Gasoline slipped along with crude as the U.S. economy grew less than expected in the first quarter and traders cashed in on prices rising 3.4 percent in the past two days. Crack spreads widened.

Futures fell as much as 0.9 percent. The fuel’s premium over June West Texas Intermediate increased 5 cents to $24.46 a barrel, while the spread versus Brent gained 9 cents to $14.73. The Commerce Department reported gross domestic product rose 2.5 percent in the first quarter, below the 3 percent gain predicted by economists surveyed by Bloomberg.

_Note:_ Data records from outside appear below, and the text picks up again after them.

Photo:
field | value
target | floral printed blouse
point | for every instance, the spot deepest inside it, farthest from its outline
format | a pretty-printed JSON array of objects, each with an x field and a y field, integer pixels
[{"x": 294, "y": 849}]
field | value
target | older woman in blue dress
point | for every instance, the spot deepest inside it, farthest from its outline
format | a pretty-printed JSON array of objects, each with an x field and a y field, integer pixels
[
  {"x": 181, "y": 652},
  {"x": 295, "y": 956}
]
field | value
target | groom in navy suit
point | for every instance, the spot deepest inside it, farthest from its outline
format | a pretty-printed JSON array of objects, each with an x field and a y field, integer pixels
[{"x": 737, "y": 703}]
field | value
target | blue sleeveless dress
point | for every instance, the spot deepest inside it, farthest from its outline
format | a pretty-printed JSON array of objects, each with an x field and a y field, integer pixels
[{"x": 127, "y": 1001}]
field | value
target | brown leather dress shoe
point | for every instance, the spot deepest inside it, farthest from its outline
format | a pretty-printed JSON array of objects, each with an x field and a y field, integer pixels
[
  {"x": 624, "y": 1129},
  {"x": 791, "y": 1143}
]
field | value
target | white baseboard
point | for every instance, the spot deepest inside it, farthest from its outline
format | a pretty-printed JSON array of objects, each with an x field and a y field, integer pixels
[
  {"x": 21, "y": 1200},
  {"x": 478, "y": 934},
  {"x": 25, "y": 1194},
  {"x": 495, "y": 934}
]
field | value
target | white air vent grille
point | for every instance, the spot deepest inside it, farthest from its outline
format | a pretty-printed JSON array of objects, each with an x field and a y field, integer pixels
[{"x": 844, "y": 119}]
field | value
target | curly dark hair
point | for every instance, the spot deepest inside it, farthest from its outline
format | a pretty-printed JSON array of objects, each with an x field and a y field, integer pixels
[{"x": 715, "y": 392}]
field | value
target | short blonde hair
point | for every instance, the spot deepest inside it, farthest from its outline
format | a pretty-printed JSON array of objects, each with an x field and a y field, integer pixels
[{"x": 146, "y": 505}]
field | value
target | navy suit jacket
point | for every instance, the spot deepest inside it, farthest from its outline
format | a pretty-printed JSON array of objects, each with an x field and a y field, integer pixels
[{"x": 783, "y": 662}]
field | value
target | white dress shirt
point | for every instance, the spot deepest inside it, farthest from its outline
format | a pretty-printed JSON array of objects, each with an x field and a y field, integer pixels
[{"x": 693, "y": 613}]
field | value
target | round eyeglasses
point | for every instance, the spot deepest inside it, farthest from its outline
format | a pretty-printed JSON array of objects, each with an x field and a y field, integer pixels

“There’s a little bit of profit-taking going on here, and a little bit of concern over the GDP,” said Carl Larry, president of Oil Outlooks & Opinions LLC in Houston. “People are trying to take profits and extend their weekends as the weather’s getting warmer. Spring fever’s getting hot, everyone wants to get out of the office.”

Gasoline for May delivery fell 0.55 cent to $2.8063 a gallon at 10:01 a.m. on the New York Mercantile Exchange on volume that was 46 percent above the 100-day average for the time of day.

Gasoline at the pump, averaged nationwide, fell 0.7 cent to $3.505 a gallon, AAA said on its website today. It’s the lowest price since Feb. 1.

Ultra-low-sulfur diesel for May delivery gained 1.37 cents, or 0.5 percent, to $2.9154 a gallon on the Nymex. Trading volume was 33 percent above the 100-day average.

ULSD’s crack spread versus June West Texas Intermediate crude gained 14 cents to $27.45 a barrel. The spread versus Brent increased 20 cents to $17.74.